# New Jeep owner (1990 Wrangler) with "Plow Package" Questions.



## HarleyDave (Oct 8, 2008)

Hi,

Sorry for my ignorance here, but I just bought a used 1990 jeep wrangler. It is an automatic, and I stumbled across this site (Very Nice!) wondering, in a casual sort of way, how much work it would take to start plowing safely. I'm guessing some work may be needed since most vehicles come with a "Plow Package" straight from the dealer. 

All I'm looking to do, is plow my 50 foot paved drive way, and possibly one neighbors drive way. The location is northern NJ, and its not a problem for me to start up the jeep, plow the first 3 to 5 inches of snow, then hours later, start it up again after the next 3 to 5 inches of snow, and so on. I don't HAVE to have a machine that will plow 12+ inches of snow all in one shot. Currently that every hour approach is how I shovel it by hand. Every hour or so during the night I run outside with the shovel and hammer it out (awesome calorie burn!). I also buy steaks and corona before the "big storm" moves in, and I BBQ the steaks, in total darkness. Its a strange ritual I agree, but very cool in a sort of Anglo Saxon beer consuming barbarian way. I digress.

My question is directed more towards: 

1. Whats the smallest practical plow for the wrangler and the light duty snow plowing?

2. Does the stock 1990 jeep really need any suspension , transmission, power steering, or frame upgrades/modifications in order to do such light duty plowing? 

If its going to be a huge project, I might pass on the idea. I'm assuming that its safe to plow a short driveway in first gear, or even leaving the shifter in "Drive?"

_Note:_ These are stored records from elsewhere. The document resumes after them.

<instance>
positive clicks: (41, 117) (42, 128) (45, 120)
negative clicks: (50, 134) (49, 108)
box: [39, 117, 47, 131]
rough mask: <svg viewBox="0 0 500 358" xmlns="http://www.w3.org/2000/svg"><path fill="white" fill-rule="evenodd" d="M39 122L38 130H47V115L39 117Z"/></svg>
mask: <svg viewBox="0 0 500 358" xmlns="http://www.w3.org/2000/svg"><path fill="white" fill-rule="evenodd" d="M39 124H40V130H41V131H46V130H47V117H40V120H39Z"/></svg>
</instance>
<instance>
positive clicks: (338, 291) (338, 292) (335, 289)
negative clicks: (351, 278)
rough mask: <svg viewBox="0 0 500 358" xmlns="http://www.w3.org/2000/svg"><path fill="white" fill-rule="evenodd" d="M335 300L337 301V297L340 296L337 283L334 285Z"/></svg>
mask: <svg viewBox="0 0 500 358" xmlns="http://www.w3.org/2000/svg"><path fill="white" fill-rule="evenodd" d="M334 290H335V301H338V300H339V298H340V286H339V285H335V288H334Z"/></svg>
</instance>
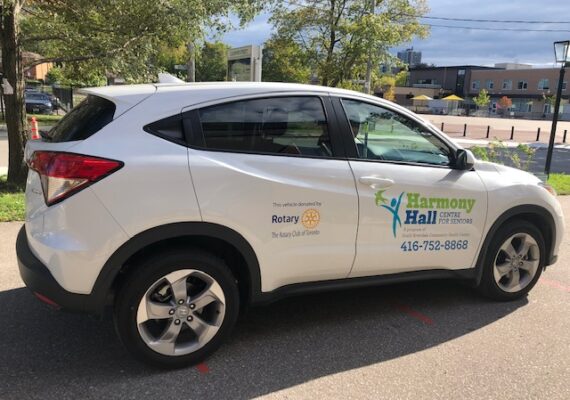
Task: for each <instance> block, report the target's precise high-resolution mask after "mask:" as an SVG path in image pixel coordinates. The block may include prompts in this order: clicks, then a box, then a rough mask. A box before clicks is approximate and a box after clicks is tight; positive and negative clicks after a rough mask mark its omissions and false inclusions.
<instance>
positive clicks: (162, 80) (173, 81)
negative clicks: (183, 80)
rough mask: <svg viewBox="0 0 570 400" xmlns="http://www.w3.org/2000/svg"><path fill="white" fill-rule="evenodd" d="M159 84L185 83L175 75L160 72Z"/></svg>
mask: <svg viewBox="0 0 570 400" xmlns="http://www.w3.org/2000/svg"><path fill="white" fill-rule="evenodd" d="M158 83H185V82H184V81H183V80H182V79H179V78H177V77H175V76H174V75H171V74H168V73H166V72H160V73H159V74H158Z"/></svg>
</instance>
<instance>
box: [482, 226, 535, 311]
mask: <svg viewBox="0 0 570 400" xmlns="http://www.w3.org/2000/svg"><path fill="white" fill-rule="evenodd" d="M545 254H546V246H545V243H544V238H543V237H542V234H541V233H540V231H539V230H538V229H537V228H536V226H534V225H533V224H531V223H529V222H526V221H514V222H511V223H509V224H507V225H505V226H504V227H502V228H500V229H499V230H498V231H497V233H496V234H495V237H494V238H493V242H492V244H491V246H490V249H489V251H488V253H487V256H486V259H485V261H484V265H483V276H482V280H481V284H480V286H479V289H480V291H481V292H482V293H483V294H484V295H486V296H488V297H491V298H493V299H496V300H515V299H519V298H521V297H524V296H526V294H527V293H528V292H529V291H530V290H531V289H532V288H533V287H534V285H535V284H536V282H537V281H538V279H539V278H540V274H541V272H542V269H543V268H544V260H545Z"/></svg>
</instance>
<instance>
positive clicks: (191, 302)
mask: <svg viewBox="0 0 570 400" xmlns="http://www.w3.org/2000/svg"><path fill="white" fill-rule="evenodd" d="M223 298H224V292H223V291H222V288H221V287H220V285H219V284H218V283H217V282H212V283H211V284H210V285H209V286H208V287H207V288H206V289H205V290H204V291H202V292H201V293H200V294H199V295H198V296H196V297H194V298H190V302H191V303H192V304H194V305H195V306H196V311H197V310H201V309H202V308H204V307H206V306H207V305H208V304H211V303H213V302H215V301H217V302H220V303H222V302H221V300H220V299H223ZM222 304H223V303H222Z"/></svg>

I appreciate everyone's time. There aren't alot of places where you can find basic information, especially geared to do it yourself inclined people. I cant wait for the next nor easter beer-bbq........wesport


----------



## Crash935 (Sep 3, 2003)

HarleyDave;599670 said:


> 1. Whats the smallest practical plow for the wrangler and the light duty snow plowing?
> 
> Nothing narrower than 6'6", Western, Fisher, Snoway, Blizzard all make plows to fit the jeep.
> 
> ...


And jeeps are great for driveways.


----------



## theplowmeister (Nov 14, 2006)

Crash935

got it right


----------



## HarleyDave (Oct 8, 2008)

Wow thank you. I think it may be plow time!


----------



## PLOWMAN45 (Jul 2, 2003)

check out meyer driveline series in case you might wanna do more driveways


----------